The bane of global warming is affecting the night and day time temperatures differently — with nights getting disproportionately warmer than the days — in vast swatches of the land, a new global study has found.
Scientists from the University of Exeter studied warming of the earth from 1983 to 2017 and found a difference in the ‘mean annual temperature’ of daytime and night time during the observed period, which was of 0.25°C.
It means, the researchers noted, days became warm faster in some locations, while nights soared hight in some places, but the total area where nights were warmer were disproportionately more than twice as higher.
The reason for such a “warming asymmetry” is because of the cloud cover, the researchers noted. More clouds during the day lock-in warmth in the land at night but keep days cooler.
Decreased clouds during day warms the land faster, but locks in the warmth at night. To conclude the outcomes, the researchers examined hourly records of temperature, cloud cover, specific humidity and precipitation.
Lead author Dr. Daniel Cox, of the Environment and Sustainability Institute on Exeter’s Penryn Campus in Cornwall, explained: “Warming asymmetry has potentially significant implications for the natural world.

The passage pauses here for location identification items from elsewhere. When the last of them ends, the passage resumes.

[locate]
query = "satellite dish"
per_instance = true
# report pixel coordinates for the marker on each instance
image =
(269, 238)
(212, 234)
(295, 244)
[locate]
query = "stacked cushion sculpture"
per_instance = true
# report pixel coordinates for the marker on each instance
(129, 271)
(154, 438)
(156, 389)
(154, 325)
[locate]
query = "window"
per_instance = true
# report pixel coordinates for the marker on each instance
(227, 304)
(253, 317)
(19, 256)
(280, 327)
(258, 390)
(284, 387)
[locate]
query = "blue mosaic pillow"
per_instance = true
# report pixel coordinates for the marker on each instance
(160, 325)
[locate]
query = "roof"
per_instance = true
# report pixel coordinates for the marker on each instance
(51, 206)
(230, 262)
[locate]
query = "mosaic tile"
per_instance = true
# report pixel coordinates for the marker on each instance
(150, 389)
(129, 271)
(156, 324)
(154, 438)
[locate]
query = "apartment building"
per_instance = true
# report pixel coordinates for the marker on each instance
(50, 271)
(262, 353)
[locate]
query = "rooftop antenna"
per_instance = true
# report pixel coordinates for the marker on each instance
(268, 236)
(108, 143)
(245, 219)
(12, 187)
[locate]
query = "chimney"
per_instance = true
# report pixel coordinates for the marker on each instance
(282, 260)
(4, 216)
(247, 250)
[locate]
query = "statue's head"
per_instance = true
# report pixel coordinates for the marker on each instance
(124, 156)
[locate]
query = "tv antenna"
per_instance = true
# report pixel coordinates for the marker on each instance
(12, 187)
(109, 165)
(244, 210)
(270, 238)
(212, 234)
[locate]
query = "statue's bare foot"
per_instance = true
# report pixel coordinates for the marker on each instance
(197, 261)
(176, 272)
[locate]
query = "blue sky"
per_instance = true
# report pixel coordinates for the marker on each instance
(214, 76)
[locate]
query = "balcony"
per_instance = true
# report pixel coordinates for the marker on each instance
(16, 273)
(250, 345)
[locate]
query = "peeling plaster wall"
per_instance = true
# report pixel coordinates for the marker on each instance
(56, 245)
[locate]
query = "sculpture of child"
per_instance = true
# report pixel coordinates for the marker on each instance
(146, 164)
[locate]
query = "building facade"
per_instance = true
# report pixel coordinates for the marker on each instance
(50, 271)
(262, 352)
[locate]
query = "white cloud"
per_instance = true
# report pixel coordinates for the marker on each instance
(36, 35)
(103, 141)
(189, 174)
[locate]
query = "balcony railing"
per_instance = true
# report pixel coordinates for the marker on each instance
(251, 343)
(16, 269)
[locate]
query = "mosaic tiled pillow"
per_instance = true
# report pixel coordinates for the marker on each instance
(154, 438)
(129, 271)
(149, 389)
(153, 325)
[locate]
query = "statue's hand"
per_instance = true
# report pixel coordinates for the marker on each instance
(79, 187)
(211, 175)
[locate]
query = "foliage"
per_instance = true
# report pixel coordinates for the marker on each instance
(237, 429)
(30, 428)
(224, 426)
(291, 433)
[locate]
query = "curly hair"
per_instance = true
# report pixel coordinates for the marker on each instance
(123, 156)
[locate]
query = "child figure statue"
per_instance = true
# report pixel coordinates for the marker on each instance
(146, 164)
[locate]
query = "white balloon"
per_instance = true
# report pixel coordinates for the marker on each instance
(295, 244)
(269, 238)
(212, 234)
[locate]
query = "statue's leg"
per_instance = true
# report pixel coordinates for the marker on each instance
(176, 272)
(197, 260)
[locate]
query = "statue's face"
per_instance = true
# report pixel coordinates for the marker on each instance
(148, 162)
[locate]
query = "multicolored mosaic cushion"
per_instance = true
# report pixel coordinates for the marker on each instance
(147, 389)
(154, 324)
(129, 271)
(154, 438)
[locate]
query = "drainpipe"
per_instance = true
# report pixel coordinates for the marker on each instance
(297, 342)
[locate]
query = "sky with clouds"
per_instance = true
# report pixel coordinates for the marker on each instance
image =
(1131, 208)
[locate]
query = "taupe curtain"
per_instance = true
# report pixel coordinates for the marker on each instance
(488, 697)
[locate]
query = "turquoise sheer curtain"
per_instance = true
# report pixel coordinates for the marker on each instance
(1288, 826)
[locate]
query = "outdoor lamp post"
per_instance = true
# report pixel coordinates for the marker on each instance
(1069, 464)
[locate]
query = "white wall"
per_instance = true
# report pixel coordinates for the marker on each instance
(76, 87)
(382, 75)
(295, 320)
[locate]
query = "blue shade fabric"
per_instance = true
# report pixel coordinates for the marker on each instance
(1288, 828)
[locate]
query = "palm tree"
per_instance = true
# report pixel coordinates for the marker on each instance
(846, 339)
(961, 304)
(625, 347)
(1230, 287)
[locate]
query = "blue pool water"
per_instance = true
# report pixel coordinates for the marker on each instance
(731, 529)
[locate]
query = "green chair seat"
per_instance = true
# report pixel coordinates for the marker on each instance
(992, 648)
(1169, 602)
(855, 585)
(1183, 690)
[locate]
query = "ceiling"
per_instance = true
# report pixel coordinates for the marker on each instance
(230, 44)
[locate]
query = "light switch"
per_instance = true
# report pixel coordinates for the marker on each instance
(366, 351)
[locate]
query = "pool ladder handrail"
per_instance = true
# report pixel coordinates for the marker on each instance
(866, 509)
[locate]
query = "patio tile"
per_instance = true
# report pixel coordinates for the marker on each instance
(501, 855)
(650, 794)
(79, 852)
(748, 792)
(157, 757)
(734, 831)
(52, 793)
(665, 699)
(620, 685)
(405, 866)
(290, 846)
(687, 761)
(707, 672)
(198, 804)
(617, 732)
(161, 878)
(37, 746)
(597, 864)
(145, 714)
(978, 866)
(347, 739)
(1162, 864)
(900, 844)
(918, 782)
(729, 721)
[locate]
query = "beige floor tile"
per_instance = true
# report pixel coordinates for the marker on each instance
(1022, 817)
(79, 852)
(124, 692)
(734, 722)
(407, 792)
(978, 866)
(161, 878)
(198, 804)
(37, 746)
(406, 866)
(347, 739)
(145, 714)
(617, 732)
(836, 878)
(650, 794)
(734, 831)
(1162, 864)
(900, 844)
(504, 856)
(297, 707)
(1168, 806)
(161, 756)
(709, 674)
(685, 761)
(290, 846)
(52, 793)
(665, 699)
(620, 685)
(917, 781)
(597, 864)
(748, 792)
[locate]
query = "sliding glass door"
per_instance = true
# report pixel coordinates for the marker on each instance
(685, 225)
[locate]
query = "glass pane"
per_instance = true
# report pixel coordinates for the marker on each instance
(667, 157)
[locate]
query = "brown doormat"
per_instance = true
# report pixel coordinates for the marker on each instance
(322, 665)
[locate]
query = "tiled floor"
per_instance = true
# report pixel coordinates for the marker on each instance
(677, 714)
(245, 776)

“We demonstrate that greater night-time warming is associated with the climate becoming wetter, and this has been shown to have important consequences for plant growth and how species, such as insects and mammals, interact.
“Conversely, we also show that greater daytime warming is associated with drier conditions, combined with greater levels of overall warming, which increases species vulnerability to heat stress and dehydration.
“Species that are only active at night or during the day will be particularly affected,” he told in a statement.
To conclude the results of the study, scientists modeled the hourly climate data of the daytime maximum and the night-time minimum temperatures and also mean night-time cloud cover, specific humidity, and precipitation.
Why is it important?
Climate change plays a huge role in supporting the biological works of the planet and its impacts vary across latitude, habitats, and other spatial scales.
But at what time of the day these changes affect the most has received considerably little concerns from the scientific community.
A number of biologically significant activities take place at a specific time of the day, and knowing the nuances of climate change on an hourly basis is the key to understanding the impact it is having.
“[…] any asymmetry in the rate of change between the daytime and night‐time will skew the climatic pressures placed on them, and this could have profound impacts on the natural world,” the study noted, which has been published in the journal Global Change Library.